Ultimately, the parable of the Good Samaritan is a word from God that invites us to expand our closely-held notion of who qualifies as a neighbor. No longer can the church afford to assume that our neighbors are those who look like we do, or speak the same language as we do. Or conform to the same way of expressing their faith as well.
Much has been written and said recently about the decline of the church. The mainline churches have lost our central role as shapers of public morality. We are no longer the first place people go when are looking for purpose and meaning. Some of this decline is our fault. Across the denominational spectrum, churches become too acculturated; the relationship with the worldly culture grew too cozy and comfortable. Part of our decline has been beyond our control, part of a larger movement of history over which we have little control.
But decline is not always ‘bad’ news. In every crisis lies the seed of opportunity. Someone wiser than me said that; someone who understood that the future of anything worth preserving does not lie in the pursuit of vanity. Or in paralyzing nostalgia for a past that was never really as good as we remember.
***************************
There is this grand Congregational church at the center of a town green in Connecticut. It was the founding church of that town; and has been there for nearly 400 years.
It has a Waterford crystal chandelier, and an enormous Tiffany stained-glass window portraying the town’s founder. Every spring, the graduating class of the local college processes around it. It survives in part by virtue of a generous endowment. It thrives because it has come to recognize that hand-in-hand with its justifiable pride in its historic place in its community’s as well as it current place amid the current struggles of the city’s poorest and most vulnerable residents. For several years, passersby would marvel at the spectacle of the tents and lean-tos erected along the sides of its glorious Federalist façade.
It is symbol both of the decline of mainline churches and a sign of our rebirth. It can be overly reliant on its history; but at the same time look out of its windows and see the demands of a changing world that invite a new vision of neighborhood and community … and so every year the church invited the homeless of the community to make their homes on its side and back lawns.

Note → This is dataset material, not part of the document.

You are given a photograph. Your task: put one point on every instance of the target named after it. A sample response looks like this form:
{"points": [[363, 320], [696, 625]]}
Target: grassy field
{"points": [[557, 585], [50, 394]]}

Christians make this odd and mysterious claim: God is incarnate in Jesus Christ. When Jesus offers the parable of the Good Samaritan, he merely reminds his church that we are created and called to model that same incarnational love. It might be stopping by the side of the road to attend to a wounded traveler. It may reaching across a counter to provide a meal to a welcome guest. It may be the simple willingness to broaden our sense of community. It may be nothing more than providing a wall to lean on.

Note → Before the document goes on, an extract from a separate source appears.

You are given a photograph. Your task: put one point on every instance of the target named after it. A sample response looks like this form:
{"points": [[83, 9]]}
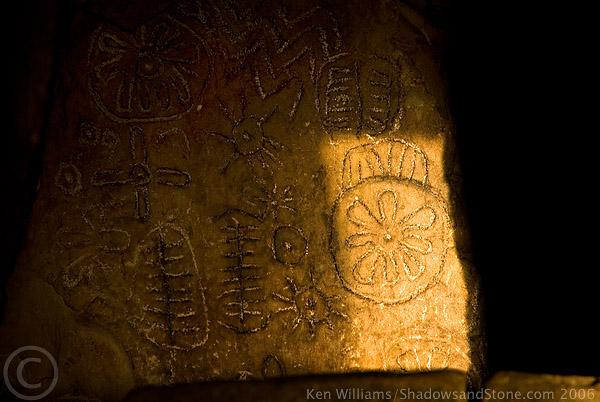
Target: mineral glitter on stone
{"points": [[228, 187]]}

If we give the time and attention to stories like the Good Samaritan, if we allow this ancient story to reshape our understanding of ourselves not as a community in decline, but as a fellowship prepared to reclaim ourselves as a place of radical love, extravagant hospitality and gracious and open welcome.

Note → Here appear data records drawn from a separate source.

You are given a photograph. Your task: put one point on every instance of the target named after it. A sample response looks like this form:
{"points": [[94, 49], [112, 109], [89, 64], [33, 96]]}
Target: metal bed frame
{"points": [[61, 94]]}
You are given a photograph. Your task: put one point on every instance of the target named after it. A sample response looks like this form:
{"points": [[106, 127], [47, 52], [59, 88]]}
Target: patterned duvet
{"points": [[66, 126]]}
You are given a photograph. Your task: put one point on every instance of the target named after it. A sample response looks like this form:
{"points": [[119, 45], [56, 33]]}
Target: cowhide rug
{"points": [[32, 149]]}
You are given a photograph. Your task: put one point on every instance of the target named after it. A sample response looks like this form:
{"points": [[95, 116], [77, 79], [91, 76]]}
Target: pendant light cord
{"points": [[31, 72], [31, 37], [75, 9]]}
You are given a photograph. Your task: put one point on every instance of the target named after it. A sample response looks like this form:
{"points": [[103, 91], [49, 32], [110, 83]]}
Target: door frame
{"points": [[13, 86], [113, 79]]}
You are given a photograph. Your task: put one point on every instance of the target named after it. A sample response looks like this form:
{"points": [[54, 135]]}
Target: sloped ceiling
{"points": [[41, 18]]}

The United Church of Christ is often found of saying to those who gather with us in worship and mission that no matter who you are or where you find yourself on life’s journey, you are welcome in our churches. Our future lies in our willingness to claim the ancient church’s commitment to welcome and hospitality, to embracing Christ’s notion of an expansive and expanding neighborhood that extends to all the fellowship of God’s people. As the new church year begins and unfolds, perhaps in our conversations, our public meetings and private prayers, we can devote ourselves to how we might best look to this ancient story to shape our future together.